Unfortunately for us, Carter didn’t pursue this line of questioning.
Instead, he blasted the CEO for dismissing age verification as an industrywide issue.
“We’re talking well-nigh children dying!” he exclaimed, referencing the dangerous challenges apps like TikTok and others have unliable to viral, like the vertigo challenge. (That rencontre resulted in TikTok removing some half a million finance in Italy to woodcut underage users from its platform at the request of the local regulator.)
The reality is that age verification is an industrywide snooping and the lack of U.S. laws virtually children’s use of social media leaves companies like TikTok and others to develop their own processes.
For example, Instagram began verifying users’ month just last year by offering users a nomination of three options. Users could either upload an ID, record a video selfie or ask bilateral friends to verify their age on their behalf. The latter is relatively easy to shirk if you have good friends willing to lie for you.

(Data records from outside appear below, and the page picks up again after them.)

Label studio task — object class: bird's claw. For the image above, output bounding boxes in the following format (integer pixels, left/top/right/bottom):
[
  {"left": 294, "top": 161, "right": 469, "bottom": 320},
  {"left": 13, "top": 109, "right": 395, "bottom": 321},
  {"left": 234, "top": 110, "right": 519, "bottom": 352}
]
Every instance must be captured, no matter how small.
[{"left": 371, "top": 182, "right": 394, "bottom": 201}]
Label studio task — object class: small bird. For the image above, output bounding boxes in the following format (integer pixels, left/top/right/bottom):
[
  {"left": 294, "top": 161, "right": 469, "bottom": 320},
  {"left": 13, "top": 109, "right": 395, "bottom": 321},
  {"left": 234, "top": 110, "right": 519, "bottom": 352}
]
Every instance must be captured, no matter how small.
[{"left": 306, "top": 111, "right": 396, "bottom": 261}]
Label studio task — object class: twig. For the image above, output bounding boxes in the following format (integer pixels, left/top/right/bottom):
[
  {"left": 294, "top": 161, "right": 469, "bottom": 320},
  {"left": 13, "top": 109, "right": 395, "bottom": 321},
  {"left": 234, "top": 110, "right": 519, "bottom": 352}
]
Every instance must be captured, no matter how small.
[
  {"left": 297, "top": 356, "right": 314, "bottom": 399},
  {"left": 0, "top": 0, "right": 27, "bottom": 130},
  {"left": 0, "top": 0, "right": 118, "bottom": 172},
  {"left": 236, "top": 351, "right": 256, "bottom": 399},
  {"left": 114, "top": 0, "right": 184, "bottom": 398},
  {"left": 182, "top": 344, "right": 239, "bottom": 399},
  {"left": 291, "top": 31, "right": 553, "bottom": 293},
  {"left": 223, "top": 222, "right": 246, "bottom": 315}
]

Earlier this month, Instagram rolled out its age verification tools in Canada and Mexico, in wing to the existing support in the U.S., Brazil and Japan. The visitor had older said it had partnered with London-based digital identity startup Yoti for the video selfie part of the age verification process.
Instagram has moreover previously explained at a upper level how it identifies which users it suspects to be underage.
Beyond investigating flagged accounts, the visitor claims it developed AI technology that it uses to infer someone’s age. Its model has an understanding of how people in the same age group tend to interact with content. Another one of the ways it may identify an underage user who’s lying well-nigh their age is by scanning the comments on “Happy Birthday” posts where a user’s age may be referenced. Plus, Instagram said it may try to match a user’s age on Facebook with their stated age on Instagram, withal with the use of “many other signals” that it doesn’t disclose.
TikTok’s technique has been less clear. The visitor does document how to verify your age if it identified you incorrectly — for example, if you were kicked off LIVE for looking too young. (Last fall TikTok announced it was raising the age requirement for using its in-app livestreaming service, TikTok LIVE to 18, up from 16).
Last year, Bloomberg reported that TikTok met with two providers of facial age-estimation software in 2021. Both companies offered software that could tell the difference between children and adults, but a TikTok exec nixed the deals over fears that facial scanning like this would lead to fears that China was spying on child users, the report had said.
Today, the U.S. had the TikTok CEO in the hot seat, poised to explain the very techniques TikTok uses for age determination, and all we got were screaming, blustering politicians putting on a show instead of getting real answers.